The Defense Department plans to boost the ranks of cybersecurity professionals, increasing cyber staff at U.S. Cyber Command by more than five times to some 4,900 employees, according to a recent report in The Washington Post.
The staff-up involves three tiers of cyber pros: Those to protect critical infrastructure, protection forces designed to safeguard DoD’s own networks and “combat mission forces,” which will provide offensive cyber capabilities.
But DoD’s plan is daunting in more ways than one. The job qualifications and skills needed for the kinds of positions the Pentagon wants are rare and often require years of training and hands-on experience.
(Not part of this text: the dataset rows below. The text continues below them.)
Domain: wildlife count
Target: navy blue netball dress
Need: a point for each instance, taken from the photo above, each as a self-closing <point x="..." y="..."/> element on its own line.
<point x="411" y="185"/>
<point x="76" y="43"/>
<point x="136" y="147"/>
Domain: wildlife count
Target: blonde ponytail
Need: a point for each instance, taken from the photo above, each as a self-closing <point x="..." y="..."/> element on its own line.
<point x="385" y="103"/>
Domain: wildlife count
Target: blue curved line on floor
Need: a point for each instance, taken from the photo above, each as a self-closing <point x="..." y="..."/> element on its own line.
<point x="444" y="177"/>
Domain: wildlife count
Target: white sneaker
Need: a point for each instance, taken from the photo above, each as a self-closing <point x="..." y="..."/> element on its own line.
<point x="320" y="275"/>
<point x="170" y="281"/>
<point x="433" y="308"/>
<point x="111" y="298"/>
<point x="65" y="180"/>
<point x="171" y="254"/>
And even if DoD looks outside the confines of the Pentagon to fill these roles, it’s not entirely clear where the new cyber pros would come from.
“This isn’t a discussion about lots of new money,” said Alan Paller, director of research for the SANS Institute in an interview on the Federal Drive with Tom Temin and Emily Kopp. “It’s a discussion about people and skills.”
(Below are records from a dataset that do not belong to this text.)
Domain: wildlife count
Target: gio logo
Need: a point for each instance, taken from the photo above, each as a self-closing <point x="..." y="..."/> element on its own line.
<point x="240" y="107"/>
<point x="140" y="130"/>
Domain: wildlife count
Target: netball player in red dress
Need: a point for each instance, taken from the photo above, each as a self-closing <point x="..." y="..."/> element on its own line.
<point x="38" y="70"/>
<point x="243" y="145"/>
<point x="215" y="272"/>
When Cybercom was first stood up three years ago, the command hoped to staff up with some 3,000 cyber professionals from each of the military services, Paller said. But the services “literally laughed,” he said. They couldn’t even provide 300 personnel members.
One of the reasons why cyber personnel can be elusive is because of the highly technical nature of the job, Paller said. Cyber pros need to be capable of protecting DoD networks, have a deep understanding of cyber threats, the ability to write code, and be proficient at analyzing network traffic for possible intrusions and software for possible flaws and vulnerabilities.
‘Huge shift’ in training?
Paller said DoD’s announcement signals a “huge shift” in training expectations and how DoD defines a cybersecurity expert.
“You can’t just take anybody and make them into a cyber person,” Paller said. “There’s a certain way the brain works that allows you to look at systems from the flaw perspective rather than from the functional perspective. So the real key is … to have a talent search among all the existing workers to find the people who have these skills.”
Paller said it appears DoD is ramping up its training to essentially grow its own cyber professionals as opposed to looking outside the organization.
“They’re not able to hire them; the contractors can’t find them either,” Paller said. “So they can build this talent within. And it’s a huge effort. And I don’t mean hugely expensive. It may be that as well. But sometimes there are just things that are hard to do. And this is really hard to do.”
If the Pentagon did decide to hire from outside the government, that would bring with it its own set of problems, according to Ron Marks, senior fellow for George Washington University’s Homeland Security Policy Institute.
“The kind of guys you might want to recruit for this are not necessarily the ones you’re going to get through the clearance process so easily, which under the best of circumstances takes six months to a year,” Marks said in an interview on In Depth with Francis Rose.
“You have a pot of people out there who are perfectly capable of hacking and engaging in that kind of activity,” he added. But they may not easily pass the security-clearance process at the top-secret level.
Those factors mean it will probably be difficult for the Pentagon to build up its cyber force quickly, Marks said.
“It’s going to be hard a hard slog,” Marks said, even if Cyber Command plans to implement its personnel goals over a number of years.
The latest cyber build-up at DoD follows a number of recent moves by agencies seeking to staff up their cyber-operations shops.
Earlier this month, the Air Force announced it would hire an additional 1,000 cyber professionals to keep up with potential cyber rivals, such as Iran.
In November, an internal Homeland Security Department advisory committee recommended the department hire 600 cyber experts.